I’m trying to train a machine learning model to detect if an image is blurred or not.
I have 11,798 unblurred images, and I have a script to blur them and then use that to train my model.
However when I run the exact same training 5 times the results are wildly inconsistent (as you can see below). It also only gets to 98.67% accuracy max.
I’m pretty new to machine learning, so maybe I’m doing something really wrong. But coming from a software engineering background and just starting to learn machine learning, I have tons of questions. It’s a struggle to know why it’s so inconsistent between runs. It’s a struggle to know how good is good enough (ie. when should I deploy the model). It’s a struggle to know how to continue to improve the accuracy and make the model better.
Any advice or insight would be greatly appreciated.
View all the code: https://gist.github.com/fishcharlie/68e808c45537d79b4f4d33c26e2391dd
I feel like 98+ % is pretty good. I’m not an expert but I know over-fitting is something to watch out for.

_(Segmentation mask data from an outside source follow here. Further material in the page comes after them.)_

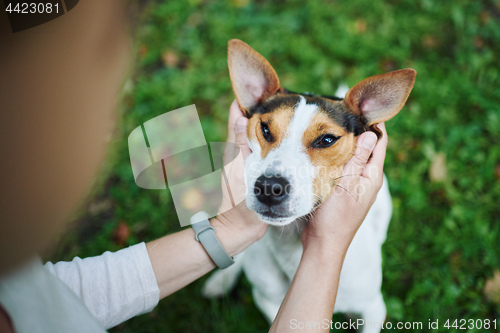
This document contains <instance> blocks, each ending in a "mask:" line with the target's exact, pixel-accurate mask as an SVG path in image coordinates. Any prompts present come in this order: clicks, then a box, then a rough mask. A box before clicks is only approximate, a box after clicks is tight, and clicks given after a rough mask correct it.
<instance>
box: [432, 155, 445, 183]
mask: <svg viewBox="0 0 500 333" xmlns="http://www.w3.org/2000/svg"><path fill="white" fill-rule="evenodd" d="M446 176H447V171H446V155H445V154H444V153H437V154H435V155H434V157H433V158H432V161H431V167H430V169H429V177H430V179H431V182H434V183H437V182H442V181H444V180H445V179H446Z"/></svg>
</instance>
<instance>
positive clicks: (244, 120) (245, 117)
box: [212, 101, 267, 253]
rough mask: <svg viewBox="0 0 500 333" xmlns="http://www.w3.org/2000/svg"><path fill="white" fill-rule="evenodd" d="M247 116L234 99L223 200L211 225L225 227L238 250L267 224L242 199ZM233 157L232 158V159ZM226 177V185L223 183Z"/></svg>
mask: <svg viewBox="0 0 500 333" xmlns="http://www.w3.org/2000/svg"><path fill="white" fill-rule="evenodd" d="M247 125H248V119H247V118H246V117H245V116H244V115H243V112H242V111H241V110H240V108H239V106H238V103H237V102H236V101H233V103H232V104H231V107H230V108H229V120H228V135H227V140H226V142H227V143H228V144H227V145H226V149H225V151H224V165H225V167H224V171H225V176H223V177H225V179H223V186H222V204H221V207H220V209H219V212H220V213H219V214H218V215H217V217H215V218H214V219H213V220H212V224H213V225H214V226H219V227H223V228H227V229H228V230H229V231H230V232H231V233H233V234H234V241H235V242H238V243H239V244H240V246H238V251H237V252H238V253H239V252H241V251H243V250H244V249H245V248H246V247H248V246H250V245H251V244H252V243H253V242H255V241H257V240H258V239H260V238H261V237H262V236H264V234H265V232H266V230H267V224H265V223H263V222H262V221H261V220H259V218H258V217H257V215H256V214H255V212H253V211H251V210H250V209H248V207H247V206H246V202H245V197H246V186H245V172H244V170H245V169H244V167H245V160H246V158H247V157H248V155H250V153H251V150H250V148H249V147H248V142H247ZM231 161H232V162H231ZM226 180H227V184H229V189H228V187H226V186H225V184H226Z"/></svg>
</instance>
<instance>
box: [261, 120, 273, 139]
mask: <svg viewBox="0 0 500 333" xmlns="http://www.w3.org/2000/svg"><path fill="white" fill-rule="evenodd" d="M260 129H261V130H262V135H263V136H264V139H266V141H267V142H271V141H273V136H272V135H271V131H270V130H269V126H267V124H266V123H264V122H261V123H260Z"/></svg>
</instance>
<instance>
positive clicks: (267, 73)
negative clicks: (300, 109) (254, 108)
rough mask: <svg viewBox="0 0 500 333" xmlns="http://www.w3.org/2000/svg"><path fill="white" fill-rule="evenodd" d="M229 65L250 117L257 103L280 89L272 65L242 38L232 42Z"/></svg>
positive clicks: (244, 106) (228, 60)
mask: <svg viewBox="0 0 500 333" xmlns="http://www.w3.org/2000/svg"><path fill="white" fill-rule="evenodd" d="M227 64H228V67H229V76H230V78H231V84H232V85H233V90H234V94H235V96H236V100H237V101H238V104H239V106H240V109H241V110H242V111H243V112H244V113H245V115H246V116H247V117H250V116H251V114H250V109H251V108H252V107H253V106H255V105H257V104H259V103H263V102H265V101H266V100H267V99H268V98H269V97H271V96H272V95H274V94H275V93H276V92H277V91H278V89H279V88H280V81H279V79H278V75H276V72H275V71H274V68H273V67H272V66H271V64H270V63H269V62H268V61H267V60H266V59H265V58H264V57H263V56H261V55H260V54H259V53H258V52H257V51H255V50H254V49H252V48H251V47H250V46H249V45H248V44H246V43H244V42H242V41H241V40H239V39H231V40H230V41H229V43H228V50H227Z"/></svg>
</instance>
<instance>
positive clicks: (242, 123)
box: [234, 117, 247, 133]
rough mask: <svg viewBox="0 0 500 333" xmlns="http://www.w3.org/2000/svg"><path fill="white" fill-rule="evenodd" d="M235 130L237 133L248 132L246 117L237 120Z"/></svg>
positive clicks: (240, 118)
mask: <svg viewBox="0 0 500 333" xmlns="http://www.w3.org/2000/svg"><path fill="white" fill-rule="evenodd" d="M234 130H235V132H236V133H242V132H245V131H246V130H247V120H246V119H245V118H244V117H240V118H238V119H236V125H235V127H234Z"/></svg>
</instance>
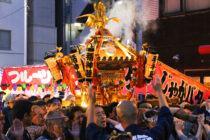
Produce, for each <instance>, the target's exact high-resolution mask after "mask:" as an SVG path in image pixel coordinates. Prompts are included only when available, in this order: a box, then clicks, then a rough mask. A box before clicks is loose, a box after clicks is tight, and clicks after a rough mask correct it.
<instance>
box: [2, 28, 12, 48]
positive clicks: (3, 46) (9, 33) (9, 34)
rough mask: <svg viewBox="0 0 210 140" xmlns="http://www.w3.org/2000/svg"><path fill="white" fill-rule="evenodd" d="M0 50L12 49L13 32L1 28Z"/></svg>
mask: <svg viewBox="0 0 210 140" xmlns="http://www.w3.org/2000/svg"><path fill="white" fill-rule="evenodd" d="M0 50H11V32H10V31H4V30H0Z"/></svg>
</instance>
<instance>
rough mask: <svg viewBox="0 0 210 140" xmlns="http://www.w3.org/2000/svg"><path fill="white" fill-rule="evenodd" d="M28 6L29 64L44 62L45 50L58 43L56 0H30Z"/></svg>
mask: <svg viewBox="0 0 210 140" xmlns="http://www.w3.org/2000/svg"><path fill="white" fill-rule="evenodd" d="M28 7H29V9H28V51H27V54H28V57H27V58H28V64H29V65H32V64H43V63H44V57H45V52H47V51H49V50H52V49H55V48H56V45H57V28H56V25H55V0H30V1H28Z"/></svg>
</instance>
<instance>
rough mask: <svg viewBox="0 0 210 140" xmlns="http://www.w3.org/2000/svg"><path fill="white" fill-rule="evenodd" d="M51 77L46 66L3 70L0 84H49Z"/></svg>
mask: <svg viewBox="0 0 210 140" xmlns="http://www.w3.org/2000/svg"><path fill="white" fill-rule="evenodd" d="M51 82H52V75H51V73H50V71H49V69H48V67H47V66H45V65H41V66H27V67H10V68H4V70H3V77H2V82H1V84H11V85H14V84H15V85H18V84H50V83H51Z"/></svg>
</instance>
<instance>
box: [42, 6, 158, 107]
mask: <svg viewBox="0 0 210 140" xmlns="http://www.w3.org/2000/svg"><path fill="white" fill-rule="evenodd" d="M105 9H106V7H105V6H104V5H103V3H102V2H99V3H98V4H94V10H95V15H93V14H87V15H83V16H80V17H78V18H83V17H88V20H87V22H86V23H85V25H86V26H88V27H90V28H95V30H96V32H95V35H93V36H90V38H89V40H88V41H87V42H86V43H85V45H80V46H79V45H74V46H70V54H69V55H68V56H64V55H63V54H62V53H61V48H59V47H57V53H56V54H49V53H48V55H47V56H46V57H45V63H46V64H47V66H48V68H49V69H50V71H51V74H52V76H53V78H54V81H55V82H57V83H60V82H64V83H66V84H67V85H68V86H70V88H71V92H72V94H74V95H75V96H76V104H81V105H84V104H85V103H87V102H86V101H87V100H88V99H87V89H88V85H89V84H88V83H89V82H91V83H93V85H94V86H95V92H96V97H97V103H98V104H107V103H110V102H112V101H121V100H123V99H131V98H133V97H134V96H133V87H134V86H135V87H138V88H140V87H143V86H145V84H146V81H145V79H147V80H151V79H152V78H153V75H154V71H155V67H156V63H157V59H158V54H154V53H151V52H149V51H148V50H147V44H144V45H143V49H142V51H141V52H140V54H139V55H138V54H137V53H136V51H135V50H134V49H133V48H132V46H125V45H123V44H122V43H121V42H120V39H118V38H115V37H113V36H112V34H111V33H110V31H109V30H108V29H106V28H105V26H106V24H107V22H108V21H110V20H114V21H116V22H118V23H119V20H118V19H117V18H116V17H114V18H110V19H109V18H108V17H107V16H106V15H105ZM84 47H85V49H86V51H85V53H81V52H80V51H81V49H82V48H84ZM67 67H71V68H74V70H75V72H76V75H77V79H78V81H79V82H81V83H82V84H81V87H80V92H81V95H80V96H78V95H76V92H75V88H74V87H73V86H72V85H73V84H72V80H71V75H69V73H68V72H67V70H66V69H67ZM125 68H129V69H130V70H131V71H132V76H131V79H130V91H129V93H127V94H126V95H123V94H122V92H121V90H122V88H123V86H124V82H125Z"/></svg>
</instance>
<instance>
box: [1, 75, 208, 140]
mask: <svg viewBox="0 0 210 140" xmlns="http://www.w3.org/2000/svg"><path fill="white" fill-rule="evenodd" d="M152 85H153V88H154V90H155V91H156V93H157V97H154V100H158V101H159V105H157V104H153V102H151V100H152V99H151V97H149V96H148V97H149V98H150V102H148V100H147V96H146V97H145V96H144V97H141V101H136V100H133V101H130V100H123V101H121V102H120V103H117V102H112V103H110V104H108V105H106V106H102V105H96V104H95V102H96V97H95V92H94V90H95V88H94V86H93V85H90V86H89V89H88V92H89V103H88V107H87V108H82V107H81V106H77V105H71V106H69V107H65V108H64V107H62V99H61V98H59V97H51V96H50V95H45V96H44V97H43V98H42V99H41V98H39V97H36V96H31V97H29V98H28V97H26V96H24V94H18V95H16V94H8V95H5V93H4V92H0V99H1V101H2V102H0V133H1V136H0V139H2V140H20V139H21V140H54V139H56V140H61V139H62V140H153V139H154V140H177V139H180V140H188V139H192V140H210V127H209V124H210V99H208V100H206V101H203V102H202V104H193V105H192V104H189V103H187V102H182V103H179V104H170V101H169V100H167V99H166V97H165V95H164V94H163V93H162V89H161V88H162V87H161V82H160V79H159V78H158V77H156V76H155V83H153V82H152ZM3 96H6V97H5V98H4V100H2V99H3ZM156 98H157V99H156Z"/></svg>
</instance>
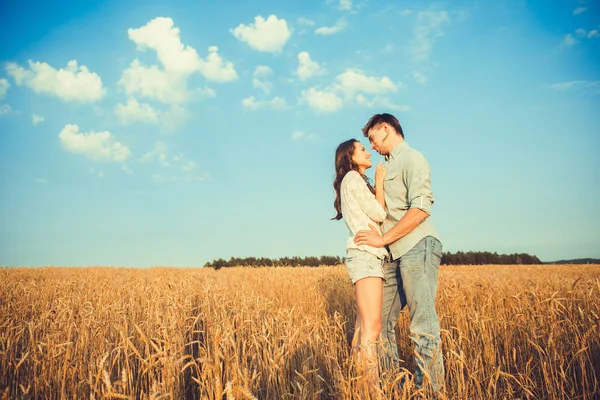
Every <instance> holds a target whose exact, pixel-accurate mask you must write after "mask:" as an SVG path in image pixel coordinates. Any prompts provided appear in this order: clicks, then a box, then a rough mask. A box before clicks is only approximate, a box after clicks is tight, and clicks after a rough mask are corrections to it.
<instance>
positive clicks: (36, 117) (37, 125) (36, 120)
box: [31, 114, 46, 126]
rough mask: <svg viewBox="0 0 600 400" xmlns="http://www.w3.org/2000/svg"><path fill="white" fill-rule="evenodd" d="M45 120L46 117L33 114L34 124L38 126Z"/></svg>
mask: <svg viewBox="0 0 600 400" xmlns="http://www.w3.org/2000/svg"><path fill="white" fill-rule="evenodd" d="M45 120H46V119H45V118H44V117H42V116H41V115H37V114H31V122H32V123H33V126H38V125H39V124H41V123H42V122H44V121H45Z"/></svg>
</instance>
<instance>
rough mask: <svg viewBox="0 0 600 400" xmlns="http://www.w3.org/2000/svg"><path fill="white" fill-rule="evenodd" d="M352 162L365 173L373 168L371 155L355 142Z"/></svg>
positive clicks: (365, 150)
mask: <svg viewBox="0 0 600 400" xmlns="http://www.w3.org/2000/svg"><path fill="white" fill-rule="evenodd" d="M352 162H353V163H354V164H356V166H357V167H358V168H360V169H362V170H363V171H364V170H366V169H367V168H371V166H372V165H373V164H372V163H371V153H369V152H368V151H367V149H365V146H363V145H362V144H360V143H359V142H354V153H352Z"/></svg>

As for inconsistency- man I’m not sure. You’d think it’d be 1 to 1 wouldn’t you with the same dataset. Perhaps the order of the input files isn’t the same between runs?
I know that when training you get diminishing returns on optimization and that there are MANY factors that affect performance and accuracy which can be really hard to guess.
I did some ML optimization tutorials a while back and you can iterate through algorithms and net sizes and graph the results to empirically find the optimal combinations for your data set. Then when you think you have it locked, you run your full training set with your dialed in parameters.
Keep us updated if you figure something out!
I think what you’re referring to with iterating through algorithms and such is called hyper parameter tuning. I think there is a tool called Keras Tuner you can use for this.
However. I’m incredibly skeptical that will work in this situation because of how variable the results are between runs. I run it with the same input, same code, everything, and get wildly different results. So I think in order for that to be effective it needs to be fairly consistent between runs.
I could be totally off base here tho. (I haven’t worked with this stuff a ton yet).